This topic describes the external client of JindoFS and its use scenarios.

Overview

JindoFS provides an external client so that you can access JindoFS from the outside of an E-MapReduce (EMR) cluster. If you want to access JindoFS from the external client, make sure that JindoFS is in block storage mode. You cannot access JindoFS from the external client if JindoFS is in cache mode. To access JindoFS in cache mode from the outside of an EMR cluster, use the common Object Storage Service (OSS) client because the cache mode is compatible with original OSS semantics.

Scenarios

The external client of JindoFS is compatible with Hadoop Distributed File System (HDFS). To access data stored in JindoFS from the external client, make sure that your application is connected to Namespace Service of JindoFS. However, you cannot access cached data in the local cluster from the external client. In this case, the performance of data access from the external client is not as efficient as that from the inside of an EMR cluster.

Configure the external client

Make sure that a namespace supported by JindoFS in block storage mode is configured. For more information, see Use the block storage mode.

  1. Obtain the Bigboot package.

    Access the /usr/lib/bigboot-current directory in the EMR cluster to obtain the Bigboot package.

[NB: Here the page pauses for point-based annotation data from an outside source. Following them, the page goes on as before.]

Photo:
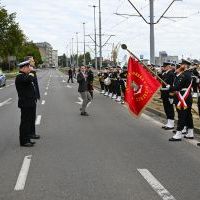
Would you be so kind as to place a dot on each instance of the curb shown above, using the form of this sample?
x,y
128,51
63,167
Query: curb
x,y
161,114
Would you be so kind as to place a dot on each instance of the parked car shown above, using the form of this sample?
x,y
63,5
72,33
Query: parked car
x,y
2,79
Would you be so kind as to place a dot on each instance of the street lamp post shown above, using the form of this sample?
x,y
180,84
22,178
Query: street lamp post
x,y
95,35
100,42
77,49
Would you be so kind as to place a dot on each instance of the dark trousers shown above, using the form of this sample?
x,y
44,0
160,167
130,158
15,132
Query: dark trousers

    Note The Bigboot package is developed based on native code, which may be incompatible with your operating system.
  2. Set up the environment.

    Set the BIGBOOT_HOME variable to the root directory for installing Bigboot on your device. Add the ext and lib directories in the root directory to the classpath parameter of your big data processing component, such as Hadoop or Spark.

  3. Copy the configuration file bigboot.cfg.external from the /usr/lib/bigboot-current/conf/ directory in the EMR cluster to the installation directory conf/ on your device.
  4. Configure Namespace Service.

    • client.namespace.rpc.port: the port for listening on Namespace Service.
    • client.namespace.rpc.address: the endpoint for listening on Namespace Service.
      Note By default, the preceding two parameters are configured in the Bigboot configuration file of the EMR cluster.
  5. Configure data access parameters.

    • client.namespaces.{ YourNamespace}.oss.access.bucket: the OSS bucket to be accessed.
    • client.namespaces.{ YourNamespace}.oss.access.endpoint: the endpoint of the OSS bucket.
    • client.namespaces.{ YourNamespace}.oss.access.key: the AccessKey ID used to access the OSS bucket.
    • client.namespaces.{ YourNamespace}.oss.access.secret: the AccessKey secret used to access the OSS bucket.
      Note In the preceding parameters, {YourNamespace} specifies the namespace that you want to access from the external client. In this topic, a namespace named test is used.

      Example:

      client.namespace.rpc.port = 8101
      client.namespace.rpc.address = {RPC_Address}
      client.namespaces.test.oss.access.bucket = {YourOssBucket}
      client.namespaces.test.oss.access.endpoint = {YourOssEndpoint}
      client.namespaces.test.oss.access.key = {YourOssAccessKeyID}
      client.namespaces.test.oss.access.secret = {YourOssAccessKeySecret}

Verify the configuration

Perform the following operations:

  • Run the following command to check whether the test namespace is correctly configured:
    hdfs dfs -ls jfs://test/
  • Run the following commands to check whether data can be uploaded to or downloaded from the test namespace:
    hdfs dfs -put /etc/hosts  jfs://test/
    
    hdfs dfs -get jfs://test/hosts